Sejak pertengahan Maret 2009 lalu, Monumen Pers Nasional kembali mengaktifkan keberadaan media baca sebagai sarana diseminasi informasi untuk masyarakat. Media baca yang disebut “Monggo Maos” ini dikelola oleh Seksi Pelayanan Informasi Monumen Pers Nasional. Staf Seksi Pelayanan Informasi setiap pagi secara bergiliran mengganti koran yang dipasang.

Sementara ini koran yang dipasang yaitu Solo Pos dan Suara Merdeka, dengan harapan masyarakat sekitar dapat memperoleh informasi terkini mengenai kota Solo pada khususnya, dan wilayah Soloraya pada umumnya. Keberadaan media baca “Monggo Maos” ini dirasa cukup efektif, terbukti dengan banyaknya masyarakat yang memanfaatkan media tersebut untuk memperoleh informasi, baik tingkat lokal maupun internasional dengan segmen berita yang beragam. Tidak hanya masyarakat dengan tingkat pendidikan tinggi yang memanfaatkan “Monggo Maos”, namun juga tukang becak dan pemulung. Hal ini membuktikan bahwa setiap orang membutuhkan informasi dan berita untuk memperkaya pengetahuan, tanpa peduli status sosial maupun tingkat pendidikan mereka.

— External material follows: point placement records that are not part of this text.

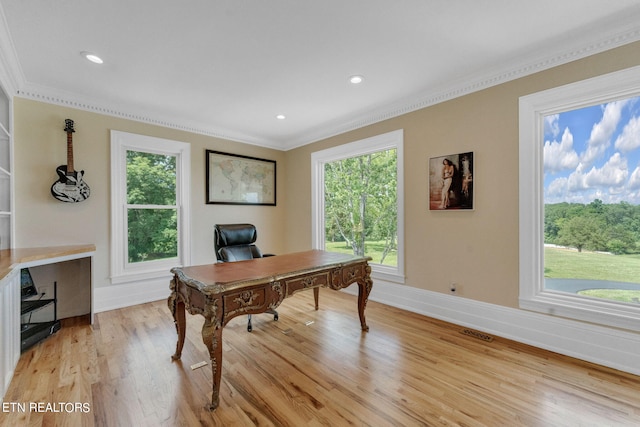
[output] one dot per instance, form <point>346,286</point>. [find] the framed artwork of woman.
<point>451,182</point>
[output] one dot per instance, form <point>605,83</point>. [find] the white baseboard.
<point>609,347</point>
<point>131,293</point>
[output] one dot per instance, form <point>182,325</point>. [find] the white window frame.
<point>387,141</point>
<point>533,109</point>
<point>121,142</point>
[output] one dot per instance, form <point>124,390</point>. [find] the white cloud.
<point>602,131</point>
<point>559,156</point>
<point>634,179</point>
<point>614,173</point>
<point>629,139</point>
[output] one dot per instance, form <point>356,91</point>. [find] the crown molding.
<point>11,75</point>
<point>623,32</point>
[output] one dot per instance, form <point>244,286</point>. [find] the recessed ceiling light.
<point>92,57</point>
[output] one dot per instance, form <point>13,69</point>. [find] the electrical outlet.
<point>453,288</point>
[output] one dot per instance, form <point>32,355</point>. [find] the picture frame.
<point>453,173</point>
<point>232,179</point>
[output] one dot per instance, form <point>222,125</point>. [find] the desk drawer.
<point>308,282</point>
<point>352,273</point>
<point>245,301</point>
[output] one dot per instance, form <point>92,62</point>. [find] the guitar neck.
<point>70,169</point>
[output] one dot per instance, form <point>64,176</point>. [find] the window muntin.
<point>539,162</point>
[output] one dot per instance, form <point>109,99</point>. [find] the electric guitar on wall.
<point>70,187</point>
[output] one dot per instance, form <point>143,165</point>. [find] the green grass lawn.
<point>571,264</point>
<point>372,249</point>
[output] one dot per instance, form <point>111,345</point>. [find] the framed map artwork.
<point>240,180</point>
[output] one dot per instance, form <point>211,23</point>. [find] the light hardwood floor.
<point>408,370</point>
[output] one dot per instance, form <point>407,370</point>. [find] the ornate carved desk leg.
<point>212,338</point>
<point>177,310</point>
<point>364,289</point>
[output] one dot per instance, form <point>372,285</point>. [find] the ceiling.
<point>226,68</point>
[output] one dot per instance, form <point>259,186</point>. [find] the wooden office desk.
<point>222,291</point>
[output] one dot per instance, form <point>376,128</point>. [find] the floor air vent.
<point>476,334</point>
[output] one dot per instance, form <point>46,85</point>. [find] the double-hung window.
<point>150,209</point>
<point>580,200</point>
<point>357,202</point>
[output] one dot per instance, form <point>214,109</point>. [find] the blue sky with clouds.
<point>593,153</point>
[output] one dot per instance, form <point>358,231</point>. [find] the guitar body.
<point>70,187</point>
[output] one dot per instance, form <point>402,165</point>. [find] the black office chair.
<point>235,242</point>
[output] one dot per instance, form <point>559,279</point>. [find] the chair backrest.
<point>235,242</point>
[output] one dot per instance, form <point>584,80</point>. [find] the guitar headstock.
<point>68,125</point>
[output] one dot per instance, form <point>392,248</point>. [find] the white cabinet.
<point>9,327</point>
<point>6,175</point>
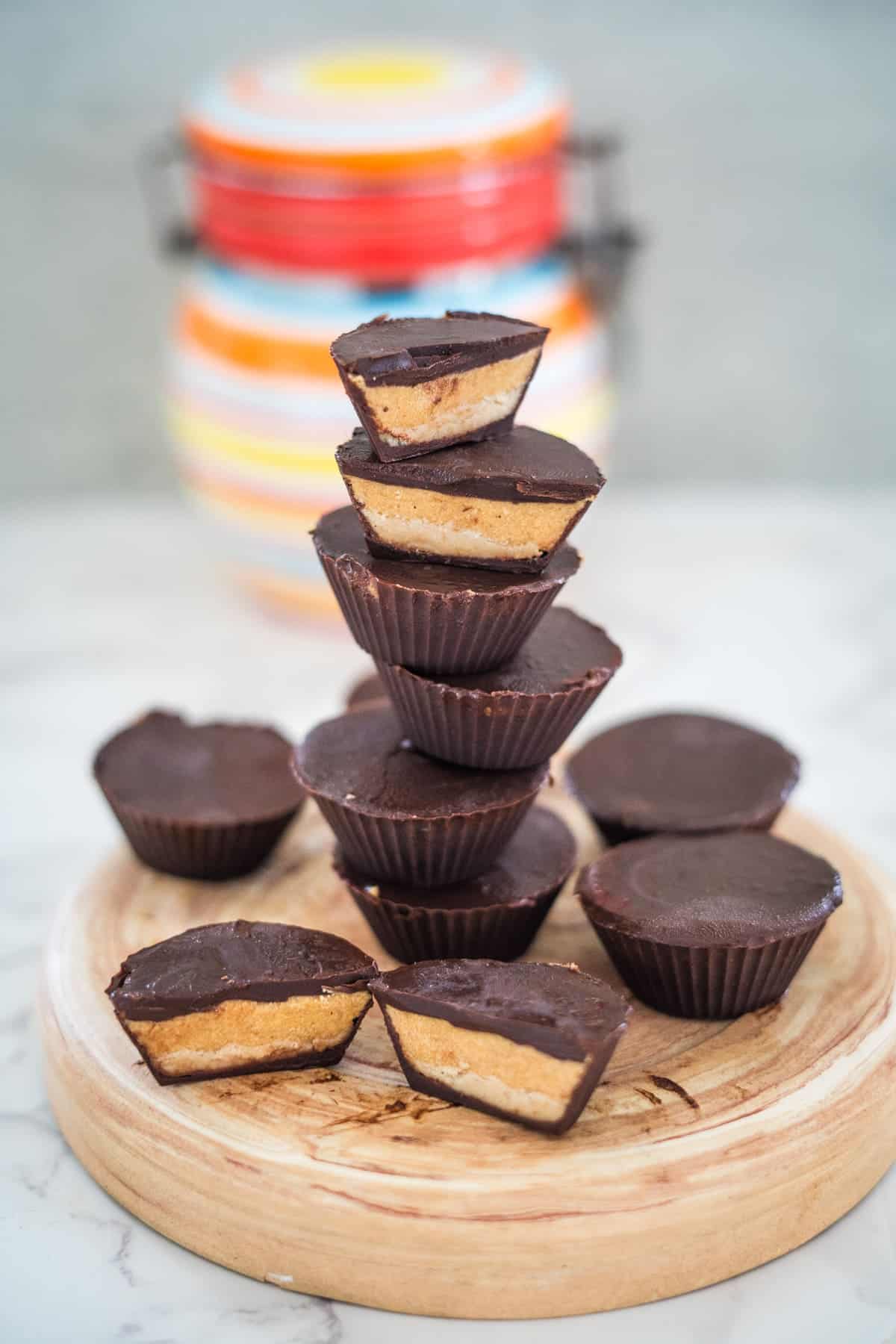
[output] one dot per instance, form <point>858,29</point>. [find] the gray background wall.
<point>761,161</point>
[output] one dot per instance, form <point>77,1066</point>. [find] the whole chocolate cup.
<point>432,617</point>
<point>712,983</point>
<point>714,969</point>
<point>199,841</point>
<point>682,773</point>
<point>501,929</point>
<point>505,724</point>
<point>399,816</point>
<point>411,933</point>
<point>425,851</point>
<point>202,851</point>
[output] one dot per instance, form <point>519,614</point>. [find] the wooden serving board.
<point>709,1149</point>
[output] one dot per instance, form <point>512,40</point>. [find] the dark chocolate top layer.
<point>538,860</point>
<point>203,967</point>
<point>524,464</point>
<point>561,653</point>
<point>341,537</point>
<point>742,889</point>
<point>394,351</point>
<point>198,772</point>
<point>682,772</point>
<point>558,1009</point>
<point>364,762</point>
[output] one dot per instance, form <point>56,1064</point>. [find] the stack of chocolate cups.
<point>447,566</point>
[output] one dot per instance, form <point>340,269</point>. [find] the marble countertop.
<point>768,605</point>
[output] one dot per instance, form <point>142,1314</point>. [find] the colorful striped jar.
<point>257,408</point>
<point>379,164</point>
<point>332,188</point>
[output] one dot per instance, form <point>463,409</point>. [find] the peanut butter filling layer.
<point>242,1031</point>
<point>449,406</point>
<point>482,1065</point>
<point>461,524</point>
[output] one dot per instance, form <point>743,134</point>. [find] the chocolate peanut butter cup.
<point>402,816</point>
<point>517,714</point>
<point>206,800</point>
<point>496,914</point>
<point>526,1042</point>
<point>682,773</point>
<point>240,999</point>
<point>420,383</point>
<point>503,504</point>
<point>709,927</point>
<point>435,618</point>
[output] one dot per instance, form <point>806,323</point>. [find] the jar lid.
<point>378,112</point>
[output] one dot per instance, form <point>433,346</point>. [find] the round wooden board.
<point>709,1147</point>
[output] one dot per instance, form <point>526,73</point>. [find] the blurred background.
<point>761,319</point>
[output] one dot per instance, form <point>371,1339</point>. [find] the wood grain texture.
<point>709,1147</point>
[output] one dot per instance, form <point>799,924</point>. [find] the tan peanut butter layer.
<point>462,526</point>
<point>449,406</point>
<point>487,1066</point>
<point>243,1031</point>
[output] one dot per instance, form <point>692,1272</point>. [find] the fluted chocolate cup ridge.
<point>202,851</point>
<point>421,933</point>
<point>425,851</point>
<point>487,730</point>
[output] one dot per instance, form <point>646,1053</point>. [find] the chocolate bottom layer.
<point>574,1107</point>
<point>314,1060</point>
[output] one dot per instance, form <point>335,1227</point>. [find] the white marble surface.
<point>773,606</point>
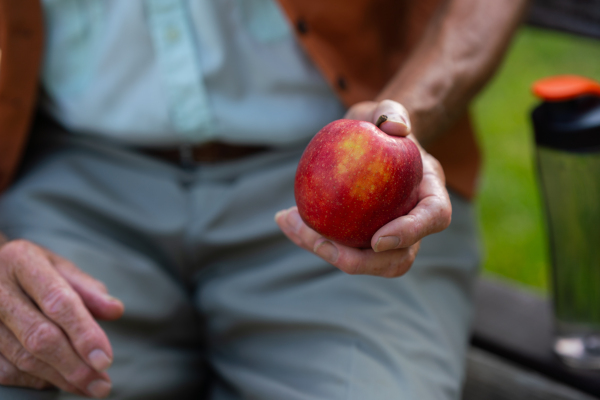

Di Monumen Pers Nasional sendiri banyak mendapat kunjungan dari para mahasiswa antara lain dari Universitas Sebelas Maret Surakarta, Universitas Airlangga Surabaya, Universitas Diponegoro Semarang, dll. Selain mendapatkan informasi mengenai Monumen Pers Nasional untuk bahan studi mereka, para mahasiswa tersebut juga berkesempatan mencoba fasilitas Media Center yang ada di Monumen Pers Nasional. Sejak bulan Maret lalu, Media Center mulai dibuka untuk umum dari pukul 09.00 sampai dengan pukul 14.30 WIB pada hari kerja. Keberadaan Media Center ini sangat bermanfaat dan efektif untuk mendukung keberadaan Monumen Pers Nasional sebagai instansi Pemerintah yang berperan besar dalam proses diseminasi informasi. Monumen Pers Nasional merupakan pusat konservasi dan preservasi jutaan eksemplar koran dan majalah kuno yang menjadi referensi bagi akademisi khususnya di bidang jurnalistik dan pers.